Olympe - première partie
À l’ONU, un projet de résolution déposé par la France suscite bien des remous. Charles Soudelier, ambassadeur français auprès de l’organisation, a déposé hier une proposition visant à exclure des traités internationaux ce qu’il nomme les « toponymes présentant de graves difficultés de prononciation pour le public mondial ». Soutenu par les États-Unis, le texte a aussitôt essuyé de vives critiques des représentants islandais, indonésiens et mexicains, selon lesquels…
Comme à son habitude depuis quatre semaines, Zoltan Nagy s’était installé devant sa vieille télévision dont l’écran bombé lui renvoyait la figure sévère de Constance Vermeyren, nouvelle star des journaux télévisés. Et comme à son habitude, il jubilait : derrière les petites lunettes et le chemisier à fleurs, il s’imaginait sans peine le supplice des spécialistes en communication mis à la torture par les flèches impitoyables qu’elle décochait dans leur cœur de cible. Mais elle était inattaquable : depuis ses débuts, elle avait déjà annoncé, sans le moindre accroc, les tornades du lac Opimekoskonewinik, les coulées de lave sur les pentes du Bolshoi-Kekuknaysky ou les éboulements d’Aitzpuntatxorrotx. D’après Yves, les lettres et courriels de félicitations avaient afflué de tout le pays. Et elle faisait des émules : sur toutes les chaînes, les présentateurs vedettes laissaient la place à des visages inconnus, les faux airs enjoués ou graves cédaient aux mines un peu effrayées et à la diction soutenue de logopèdes ou de linguistes. En fin de compte, cependant, c’était elle, et elle seule, que l’on retenait pour évoquer cette nouvelle façon de présenter à la ménagère de moins de cinquante ans les nouvelles du monde.

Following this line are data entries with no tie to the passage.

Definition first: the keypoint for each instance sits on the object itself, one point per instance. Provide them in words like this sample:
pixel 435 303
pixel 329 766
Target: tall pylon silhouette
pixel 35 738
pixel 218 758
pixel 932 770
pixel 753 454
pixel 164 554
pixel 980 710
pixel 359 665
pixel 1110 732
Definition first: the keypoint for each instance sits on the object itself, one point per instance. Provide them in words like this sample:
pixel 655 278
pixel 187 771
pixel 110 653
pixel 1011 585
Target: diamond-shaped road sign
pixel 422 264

Sur l’écran, le visage ridé avait été remplacé par les images de délégués de toutes origines qui, de leurs pupitres onusiens, semblaient prendre autant de plaisir à écorcher le nom de l’ambassadeur français que de virulence à en condamner le projet. Zoltan afficha un instant un sourire distrait, puis se rappela aux délices d’une relecture d’article et perdit le fil du sujet en cours au moment même où le représentant américain venait assurer Mister Sewdleyai de sa plus parfaite compréhension.
- Et pour terminer ce bulletin, vous me permettrez de vous faire part d’une nouvelle que mes supérieurs jugeaient sans importance…
Zoltan dressa l’oreille et, quand il leva à nouveau les yeux, ne put réfréner un tic de surprise : sur le vieux visage familier venait de fleurir, inattendu au coin de la bouche, un sourire léger, orné d’une pincée d’ironie. Tout à coup, derrière cette provocation innocente, il lui sembla sentir à quel point cette vieille dame digne représentait l’antithèse parfaite de ceux dont elle avait pris la place : ce ton mesuré, ces traits froissés et, surtout, ce sourire esquissé ne présentaient rien d’ostentatoire mais, de ce fait même, ils avaient plus de force que tous les coups de gueule de théâtre…
Zoltan écouta, curieux.
- Le temps caniculaire qui sévit en Grèce depuis deux semaines, et dont nous vous avons abondamment informés, semble connaître une curieuse exception depuis ce matin. On signale en effet que le mont Olympe, siège légendaire des dieux de la mythologie, a vu son sommet entièrement recouvert d’une épaisse brume. Quand on sait que le reste de la région profite encore d’un ciel toujours aussi obstinément bleu, il y a de quoi laisser courir son imagination. Sur ces derniers mots, je vous souhaite à chacun une excellente soirée et vous fixe rendez-vous demain soir, à la même heure, pour notre rendez-vous quotidien.
En temps normal, Zoltan éteignait la télévision aussitôt le journal terminé. Mais les dernières phrases résonnaient encore dans son esprit, et il oublia pour cette fois de barrer la route à l’intrusion de la publicité. Il ne l’écoutait pas, d’ailleurs et, comme pour donner suite à la dernière invitation de l’institutrice, il laissa un long moment glisser dans son esprit des images du mont Olympe, majestueux, drapé dans son orgueil séculaire d’une brume mystérieuse tandis que le soleil brillait alentours.